Assim consegui umas quinze rhapsodias ou, mais propriamente, fragmentos
de romances e xácaras que em geral são visivelmente do mesmo stylo,
mas de conhecida differença em antiguidade, todavia remotissima em
todos. Comecei a arranjar e a vestir alguns com que ingracei mais; e
para lhe dar amostra do modo por que o fiz, adeante copio um dos mais
curiosos[5], ainda que não dos menos estropiados, e com elle o restaurado
ou recomposto por mim, o melhor que pude e soube sem alterar o fundo da
historia e conservando, quanto era possivel, o tom e stylo de melancholia
e sensibilidade que faz o principal e peculiar character d’estas peças.
A minha primeira idea foi fazer uma collecção dos romances assim
reconstruidos e ornados com os infeites singelos porêm mais
symetricos da moderna poesia romantica, e publicá-la com o titulo de
_Romanceiro-portuguez_, ou outro que tal, para conservar um monumento
de antiguidade litteraria tam interessante, e de que talvez só a lingua
portugueza, entre as cultas da Europa, careça ainda; porque de quasi
todas sei, e de todas creio, que se não pode dizer tal[6].
Mas sobreveio tanta interrupção, tanta distracção de tam variado genero,
mortificações, cuidados, trabalhos mais serios; emfim desisti da impreza.

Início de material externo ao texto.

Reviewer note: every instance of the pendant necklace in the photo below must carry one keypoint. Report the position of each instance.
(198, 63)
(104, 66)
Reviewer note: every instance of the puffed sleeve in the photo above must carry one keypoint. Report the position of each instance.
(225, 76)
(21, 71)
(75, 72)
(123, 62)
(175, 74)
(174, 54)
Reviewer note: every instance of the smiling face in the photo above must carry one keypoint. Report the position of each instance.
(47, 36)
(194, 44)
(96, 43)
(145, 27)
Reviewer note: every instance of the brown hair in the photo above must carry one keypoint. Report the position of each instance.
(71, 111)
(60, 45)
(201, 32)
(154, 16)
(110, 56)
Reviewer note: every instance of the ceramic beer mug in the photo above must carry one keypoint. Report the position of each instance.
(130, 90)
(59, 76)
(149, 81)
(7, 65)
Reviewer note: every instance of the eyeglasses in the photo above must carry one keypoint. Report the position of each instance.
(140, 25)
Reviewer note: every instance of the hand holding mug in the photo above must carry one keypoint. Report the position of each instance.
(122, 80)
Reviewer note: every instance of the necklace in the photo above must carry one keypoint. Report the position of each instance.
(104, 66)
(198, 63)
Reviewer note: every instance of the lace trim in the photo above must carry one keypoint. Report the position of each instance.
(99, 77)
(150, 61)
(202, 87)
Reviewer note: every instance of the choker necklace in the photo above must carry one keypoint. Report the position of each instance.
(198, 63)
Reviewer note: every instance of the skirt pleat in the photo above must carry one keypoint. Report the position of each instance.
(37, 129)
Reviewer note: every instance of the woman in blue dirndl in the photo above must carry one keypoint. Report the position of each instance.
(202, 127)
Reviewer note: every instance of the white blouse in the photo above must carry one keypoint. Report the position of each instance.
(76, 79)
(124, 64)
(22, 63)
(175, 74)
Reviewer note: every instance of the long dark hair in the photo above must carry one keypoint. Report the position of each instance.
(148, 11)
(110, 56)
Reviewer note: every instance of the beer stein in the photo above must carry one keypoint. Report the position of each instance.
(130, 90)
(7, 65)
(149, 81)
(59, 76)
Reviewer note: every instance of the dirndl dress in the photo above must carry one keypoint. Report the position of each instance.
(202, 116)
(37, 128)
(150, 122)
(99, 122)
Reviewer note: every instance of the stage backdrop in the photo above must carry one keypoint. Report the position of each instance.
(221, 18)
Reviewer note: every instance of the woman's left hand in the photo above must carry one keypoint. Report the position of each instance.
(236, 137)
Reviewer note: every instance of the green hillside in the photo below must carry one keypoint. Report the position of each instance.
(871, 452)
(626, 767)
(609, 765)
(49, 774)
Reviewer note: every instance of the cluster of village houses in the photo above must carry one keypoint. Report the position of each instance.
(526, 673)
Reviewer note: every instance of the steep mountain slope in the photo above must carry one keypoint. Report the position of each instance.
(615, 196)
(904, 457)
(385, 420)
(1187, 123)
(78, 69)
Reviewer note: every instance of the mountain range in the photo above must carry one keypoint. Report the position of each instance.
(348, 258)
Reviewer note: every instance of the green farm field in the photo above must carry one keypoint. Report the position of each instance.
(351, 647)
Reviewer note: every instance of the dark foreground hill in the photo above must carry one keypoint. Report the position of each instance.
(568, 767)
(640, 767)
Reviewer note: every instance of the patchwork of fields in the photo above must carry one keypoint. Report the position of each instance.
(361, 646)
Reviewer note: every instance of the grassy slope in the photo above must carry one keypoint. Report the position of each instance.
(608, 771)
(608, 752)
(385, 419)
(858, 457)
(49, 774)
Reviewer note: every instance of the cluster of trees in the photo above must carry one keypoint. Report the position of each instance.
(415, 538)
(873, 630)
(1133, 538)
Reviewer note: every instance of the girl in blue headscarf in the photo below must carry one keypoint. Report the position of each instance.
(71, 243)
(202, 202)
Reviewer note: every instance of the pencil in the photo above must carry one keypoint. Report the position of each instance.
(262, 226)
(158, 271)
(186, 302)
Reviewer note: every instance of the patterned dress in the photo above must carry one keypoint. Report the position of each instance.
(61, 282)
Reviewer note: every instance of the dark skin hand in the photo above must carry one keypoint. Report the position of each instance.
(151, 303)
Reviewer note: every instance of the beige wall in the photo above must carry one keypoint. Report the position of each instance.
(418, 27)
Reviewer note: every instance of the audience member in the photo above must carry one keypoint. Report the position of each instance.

Ja tinha decorrido muito tempo, e voltado eu a Portugal, lembrando-me
sempre de vez em quando este impenho tam antigo e tam fixo; e a occasião
a fugir-me. Uma circumstância fatal e terrivel me fez voltar ás minhas
queridas antigualhas. Lançado n’uma prisão pela maior e mais patente
injustiça que jamais se ouviu[7], voltei-me, para occupar minha solidão
e distrahir as amarguras do espirito, aos meus romances populares, que
sempre commigo têem andado, como uma preciosidade, que bem sei não avalia
ninguem mais, de que muita gente rirá, mas que eu apprecio, e me ponho
ás vezes a contemplar, e a estudar como um antiquario fanatico a quem se
vão as horas e os dias deante d’um tronco de estatua, d’um capitel de
columna, d’um pedaço de vaso etrusco, d’um bronze ja carcomido e informe,
desinterrado das ruinas de Pompeia ou de Herculano. Mas quantos Davids
e Canovas não faz, quantos Raphaeis e Miguel-Angelos não fez o estudo
d’esses fragmentos que despreza porque mais não intende o vulgo ignorante!
Assim passei muitas horas de minha longa e amofinada prisão, suavizando
mágoas e distrahindo pensamentos.—Tinha eu começado a ageitar outro
romance que originalmente se intitula _A Silvana_, cujo assumpto notavel
e horroroso exigia summa delicadeza para se tornar capaz de ser lido sem
repugnancia ou indecencia. Era nada menos que uma nova Myrrha, ou antes
o inverso da tragica, interessante, mas abominosa historia da mythologia
grega; é um pae namorado de sua propria filha!—A filha joven, bella,
virtuosa, sancta emfim.—A difficuldade do assumpto irritou o desejo de
luctar com ella e vencê-la se possivel fosse. Dava larga o tempo, pedia
extenção a natureza dos obstaculos; o que fôra começado para uma xácara,
para uma cantiga, ou, como lhe chamam Allemães e Inglezes, para uma
_ballada_, sahiu um poemeto de quatro cantos, pequenos sim, porêm muito
maiores do que eu pensei que fossem, e do que geralmente são taes coisas.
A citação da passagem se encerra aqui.